The beginning of measures against wilful default started in 1999 when the Central Vigilance Commission’s instructions for collection of information on wilful defaults of Rs.25 lakhs and above. Since then, the RBI has asked banks and notified Financial Institutions to submit information on wilful defaulters.
Several modifications were made in the identification of wilful defaulters and the procedures that should be initiated against them. Recently, with the rising NPAs with the banking system, the case of wilful default is getting increased attention.
Who is a wilful defaulter?
Simply, default means non-payment of a loan availed by a borrower. A willful defaulter is an entity or a person that has not paid the loan back despite the ability to repay it.
Areas covered under wilful default
As per the RBI regulations, willful default covers several broad areas: Deliberate non-payment of the dues despite adequate cash flow and good networth, Siphoning off of funds to the detriment of the defaulting unit, Assets and proceeds have been misutilised; Misrepresentation / falsification of records; Disposal / removal of securities without bank’s knowledge; Fraudulent transactions by the borrower.
What is wilful default?
Though willful default covers the above mentioned broad areas, major instance is non-repayment of loan availed despite the ability to pay the loan.
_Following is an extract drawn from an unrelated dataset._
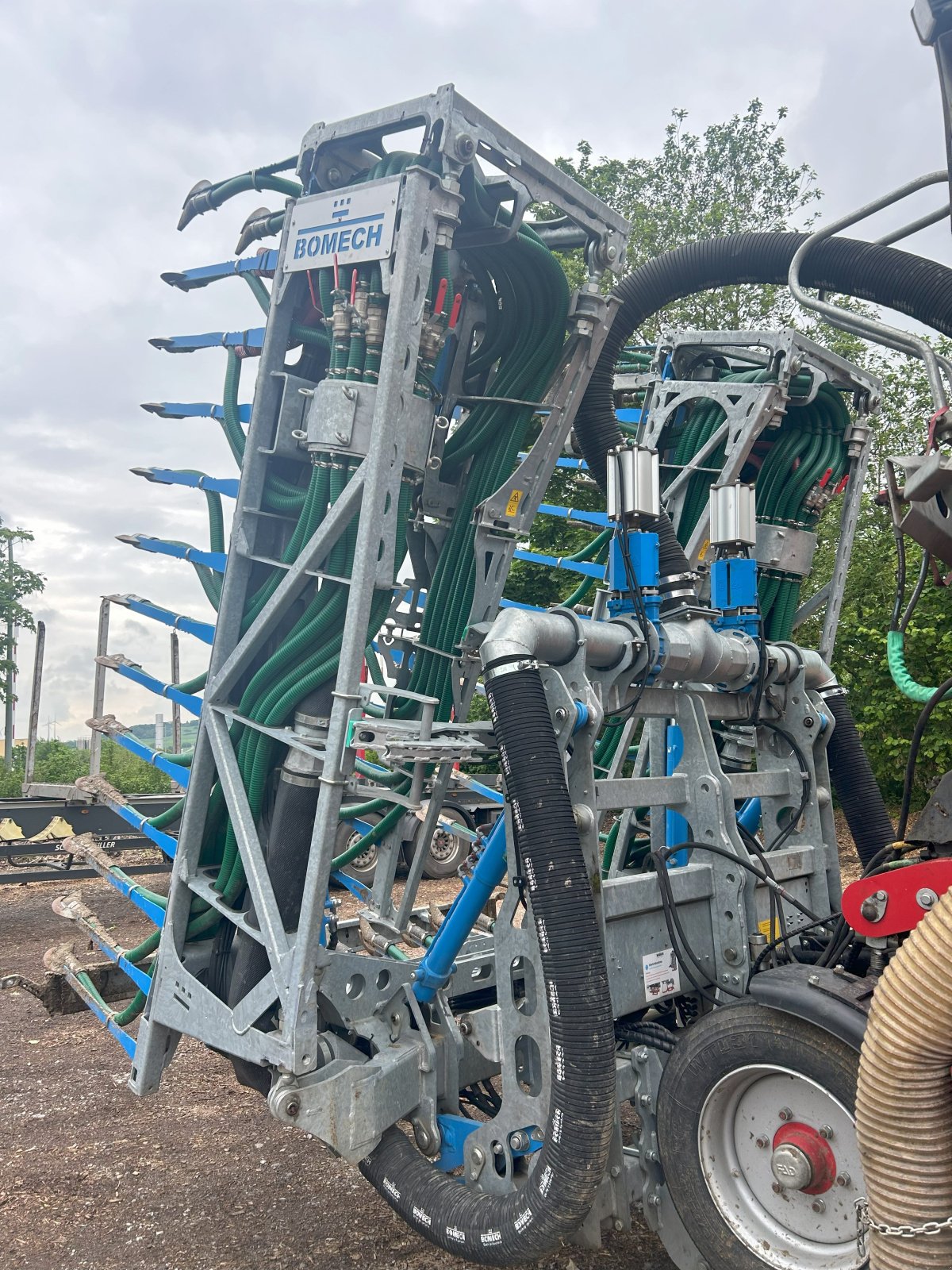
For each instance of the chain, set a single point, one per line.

Hence, it is in the sense of non-repayment of debt that willful default is seriously defined.
A ‘wilful default’ would be deemed to have occurred if any of the following events is noted:
(a) The unit has defaulted in meeting its payment / repayment obligations to the lender even when it has the capacity to repay.
(b) The unit has defaulted in meeting its payment / repayment obligations to the lender and has not utilised the finance from the lender for the specific purposes for which finance was availed of but has diverted the funds for other purposes.
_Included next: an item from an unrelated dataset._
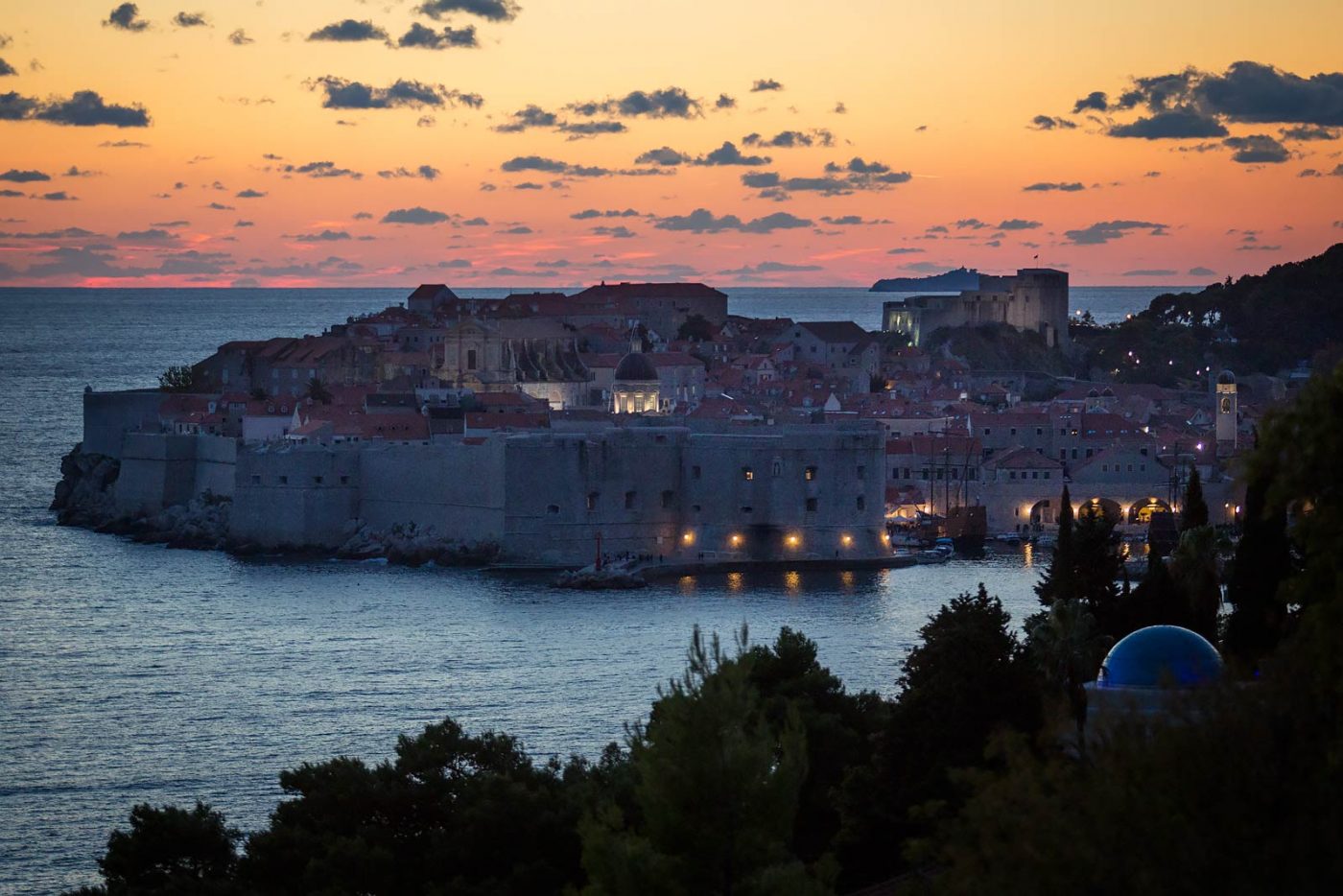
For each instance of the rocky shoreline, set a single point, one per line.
(84, 497)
(c) The unit has defaulted in meeting its payment / repayment obligations to the lender and has siphoned off the funds so that the funds have not been utilised for the specific purpose for which finance was availed of, nor are the funds available with the unit in the form of other assets.
(d) The unit has defaulted in meeting its payment / repayment obligations to the lender and has also disposed off or removed the movable fixed assets or immovable property given for the purpose of securing a term loan without the knowledge of the bank / lender.
According to the RBI regulations, the identification of the wilful default should be made keeping in view the track record of the borrowers and should not be decided on the basis of isolated transactions / incidents. The default to be categorised as wilful must be intentional, deliberate and calculated.